Each story, in its own way, has a happy ending.  Hope Springs suggests a resolution - a coming together, a shared reconciliation.  Anne is proud of Poppa in the Dew Breaker, but it is from a distance.  She appreciates his transformation, and he, though tortured by his past and the belief that it will keep him from the afterlife, has raised a daughter and recreated a stable existence for himself.  As a clinician, I would not hesitate to recognize the differences between these two couples, to recognize that different treatments are called for, different outcomes likely; but somehow, as a reader, I am disturbed by what seems to be an inequity.  These people, through accidents of birth and circumstance, have different potential arcs available to them.

Anne and Papa live separate lives; Papa shares neither Anne's love of miracles nor her faith.  She adores him from a distance.  He dismisses her, but with affection, and she worries, as does he, about the fate of his soul.  Kay and Arnold also live separate lives, but the history that separates them is a shared history.  It can have a narrative thread that binds them - they were once in love and they still yearn for connection.  I suppose that both couples will settle into a playfully connected and disconnected latter third of their relationship.

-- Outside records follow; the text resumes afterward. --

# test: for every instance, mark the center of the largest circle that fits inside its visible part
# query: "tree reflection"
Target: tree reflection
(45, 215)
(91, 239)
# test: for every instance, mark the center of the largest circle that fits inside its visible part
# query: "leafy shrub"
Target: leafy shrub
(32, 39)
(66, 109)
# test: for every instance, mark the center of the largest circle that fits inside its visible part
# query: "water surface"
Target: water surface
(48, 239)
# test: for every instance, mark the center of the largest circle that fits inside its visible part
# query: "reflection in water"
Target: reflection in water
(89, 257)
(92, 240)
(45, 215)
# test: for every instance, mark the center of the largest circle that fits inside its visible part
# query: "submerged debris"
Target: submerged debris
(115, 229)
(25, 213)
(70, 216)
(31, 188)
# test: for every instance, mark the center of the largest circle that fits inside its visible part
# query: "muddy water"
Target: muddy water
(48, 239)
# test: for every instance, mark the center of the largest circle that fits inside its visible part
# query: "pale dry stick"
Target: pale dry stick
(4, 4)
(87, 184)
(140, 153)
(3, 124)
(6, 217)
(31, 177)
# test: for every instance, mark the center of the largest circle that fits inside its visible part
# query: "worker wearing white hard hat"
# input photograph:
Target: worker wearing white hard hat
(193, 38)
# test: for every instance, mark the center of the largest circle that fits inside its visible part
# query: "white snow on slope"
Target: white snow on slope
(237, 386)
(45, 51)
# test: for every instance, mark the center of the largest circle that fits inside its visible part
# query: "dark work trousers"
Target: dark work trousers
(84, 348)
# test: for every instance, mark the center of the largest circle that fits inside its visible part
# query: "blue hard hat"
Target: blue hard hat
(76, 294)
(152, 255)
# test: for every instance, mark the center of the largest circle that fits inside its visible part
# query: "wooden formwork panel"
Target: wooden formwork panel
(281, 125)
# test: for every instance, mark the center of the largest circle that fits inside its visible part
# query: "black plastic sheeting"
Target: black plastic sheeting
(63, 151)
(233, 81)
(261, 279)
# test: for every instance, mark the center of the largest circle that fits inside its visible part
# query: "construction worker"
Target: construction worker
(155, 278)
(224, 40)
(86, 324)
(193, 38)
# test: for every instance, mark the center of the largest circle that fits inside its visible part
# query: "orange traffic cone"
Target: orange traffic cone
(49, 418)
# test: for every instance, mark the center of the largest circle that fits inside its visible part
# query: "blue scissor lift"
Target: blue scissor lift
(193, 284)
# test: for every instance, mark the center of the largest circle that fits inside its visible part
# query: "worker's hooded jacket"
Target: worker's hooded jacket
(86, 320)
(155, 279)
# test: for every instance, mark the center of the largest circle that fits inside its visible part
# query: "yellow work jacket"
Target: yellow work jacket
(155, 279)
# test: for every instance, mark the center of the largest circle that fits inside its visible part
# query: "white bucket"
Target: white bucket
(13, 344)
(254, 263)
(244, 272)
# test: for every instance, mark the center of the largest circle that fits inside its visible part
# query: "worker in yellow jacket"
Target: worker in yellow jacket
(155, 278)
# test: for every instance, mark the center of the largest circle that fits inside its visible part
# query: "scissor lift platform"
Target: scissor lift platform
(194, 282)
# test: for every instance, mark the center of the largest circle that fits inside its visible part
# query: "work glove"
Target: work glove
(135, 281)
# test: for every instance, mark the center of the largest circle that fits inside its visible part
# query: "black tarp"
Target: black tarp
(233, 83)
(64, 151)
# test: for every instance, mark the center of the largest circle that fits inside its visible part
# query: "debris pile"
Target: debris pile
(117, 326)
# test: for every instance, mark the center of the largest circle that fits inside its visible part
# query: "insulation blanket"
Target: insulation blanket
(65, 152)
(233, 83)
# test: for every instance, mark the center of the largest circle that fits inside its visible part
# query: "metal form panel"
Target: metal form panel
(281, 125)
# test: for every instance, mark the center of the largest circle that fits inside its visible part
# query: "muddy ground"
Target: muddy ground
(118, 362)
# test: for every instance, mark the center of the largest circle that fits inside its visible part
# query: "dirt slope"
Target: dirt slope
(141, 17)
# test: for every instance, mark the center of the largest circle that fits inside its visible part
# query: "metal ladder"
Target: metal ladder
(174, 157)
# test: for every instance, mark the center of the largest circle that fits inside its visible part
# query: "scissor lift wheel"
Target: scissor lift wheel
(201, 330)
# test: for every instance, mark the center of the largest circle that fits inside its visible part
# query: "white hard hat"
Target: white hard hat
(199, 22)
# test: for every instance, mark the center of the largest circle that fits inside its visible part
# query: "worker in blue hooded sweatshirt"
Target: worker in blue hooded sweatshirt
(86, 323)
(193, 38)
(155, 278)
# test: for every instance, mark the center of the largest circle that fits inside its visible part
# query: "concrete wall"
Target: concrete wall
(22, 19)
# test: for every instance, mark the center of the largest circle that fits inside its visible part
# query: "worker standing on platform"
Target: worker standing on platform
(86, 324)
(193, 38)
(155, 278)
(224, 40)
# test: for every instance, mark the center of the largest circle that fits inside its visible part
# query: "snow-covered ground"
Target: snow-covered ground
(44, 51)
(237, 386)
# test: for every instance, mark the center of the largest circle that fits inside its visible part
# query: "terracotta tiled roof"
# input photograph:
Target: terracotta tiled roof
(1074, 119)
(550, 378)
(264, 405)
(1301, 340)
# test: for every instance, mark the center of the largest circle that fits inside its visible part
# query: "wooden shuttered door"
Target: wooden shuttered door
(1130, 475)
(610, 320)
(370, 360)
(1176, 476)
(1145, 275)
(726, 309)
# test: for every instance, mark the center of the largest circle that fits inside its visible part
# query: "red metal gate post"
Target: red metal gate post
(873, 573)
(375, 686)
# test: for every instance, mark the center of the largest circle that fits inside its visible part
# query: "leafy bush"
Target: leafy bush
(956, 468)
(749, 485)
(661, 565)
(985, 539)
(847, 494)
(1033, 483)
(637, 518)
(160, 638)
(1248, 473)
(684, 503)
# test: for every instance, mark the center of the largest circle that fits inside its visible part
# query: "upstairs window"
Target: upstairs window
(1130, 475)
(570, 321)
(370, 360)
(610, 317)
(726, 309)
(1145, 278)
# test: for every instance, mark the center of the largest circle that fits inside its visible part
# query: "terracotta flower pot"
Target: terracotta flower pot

Perhaps what is both disturbing and engaging is that both couples achieve a certain internal atonement - a certain kind of oneness - but the atonement of Kay and Arnold is based in a more realistically tinged view of each other.  The atonement of Anne and Papa is more saturated in fantasy.  Anne's view of Papa is as fantastic as her faith in the miracle that allows a woman to cry crystals.  Papa, who could so closely see the people that he tortured, is blind to both Anne and his daughter.  They are there, but his burden of guilt occludes them, and they are peripheral to his vision of his own damnation.  He cannot even see himself through his daughter's eyes; he destroys the artistic representation she has made of him.  While he may be loved by Anne - and by his daughter - it will ring hollow.  He is ultimately alone with the ghosts that haunt him, that he cannot shake, but that are also, on some level now fantasy figures too - memories of real actions - but memories none-the-less.  I think that Danticat, in the parallel stories she tells, suggests that revenge is not a solution, but also suggests that his guilt, his fantasy of himself as a monster, is its own kind of revenge.  Because he has concern, because he can connect, he can also feel guilt and can be cut off from those who would love and know him.  He cannot reconcile himself to living and is, perhaps, as dead in some ways as the people he has killed.